Abstract
Before entering upon the discussion of the subject matter, we will take this opportunity to pay our tribute to the pioneer in the surgery of blood vessels. On the eighteenth of last April, Dr. N. V. Eck died in St. Petersburg. Nearly a decade ago he succeeded in uniting the portal vein to the cava in a dog, thus performing the operation for the Eck fistula.
Carrel demonstrated that it is not only possible to unite the two ends of a severed artery by a circular suture, but also to interpose between the cut ends a segment of an artery of another animal and perform a double anastomosis. The success of the operation is due to the fine technique elaborated by Carrel.
Now, the question arises, upon what does this success depend? This question has not only a technical, operative, but a general physiological interest. To implant an arterial segment successfully means to avoid an intravascular thrombus after the operation.
According to the generally accepted theory of Briicke, blood remains fluid as long as it circulates in a vessel lined with an unimpaired living endothelium. Should the endothelium be injured through infection or trauma, a thrombus must form.

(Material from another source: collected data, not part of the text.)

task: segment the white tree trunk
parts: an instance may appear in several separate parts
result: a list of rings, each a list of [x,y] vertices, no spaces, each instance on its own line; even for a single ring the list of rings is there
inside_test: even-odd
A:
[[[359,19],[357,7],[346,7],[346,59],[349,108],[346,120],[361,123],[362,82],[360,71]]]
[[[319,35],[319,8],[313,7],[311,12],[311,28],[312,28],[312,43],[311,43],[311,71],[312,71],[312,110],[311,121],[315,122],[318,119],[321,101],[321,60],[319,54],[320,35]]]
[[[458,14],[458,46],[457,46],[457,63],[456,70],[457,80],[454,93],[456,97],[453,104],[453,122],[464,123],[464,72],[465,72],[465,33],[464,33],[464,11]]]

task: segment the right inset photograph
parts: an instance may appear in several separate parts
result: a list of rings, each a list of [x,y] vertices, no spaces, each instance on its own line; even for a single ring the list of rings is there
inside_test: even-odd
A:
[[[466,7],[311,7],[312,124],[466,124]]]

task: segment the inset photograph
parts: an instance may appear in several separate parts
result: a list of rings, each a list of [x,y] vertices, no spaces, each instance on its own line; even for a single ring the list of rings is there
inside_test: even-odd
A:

In Carrel's experiments with implantation of arterial segments of the same species of animals, it seemed probable that the implanted segments remained alive. But in implantation of arterial segments of different animal species, the question presented itself whether these segments really remain alive, or, whether it is possible to implant devitalized arterial segments and the theories of intravascular coagulation of blood have-to be revised, Our experiments consisted in implantations of a segment of an aorta from a dog, about one inch long, hardened in 4 per cent. formalin, into the abdominal aorta of another dog.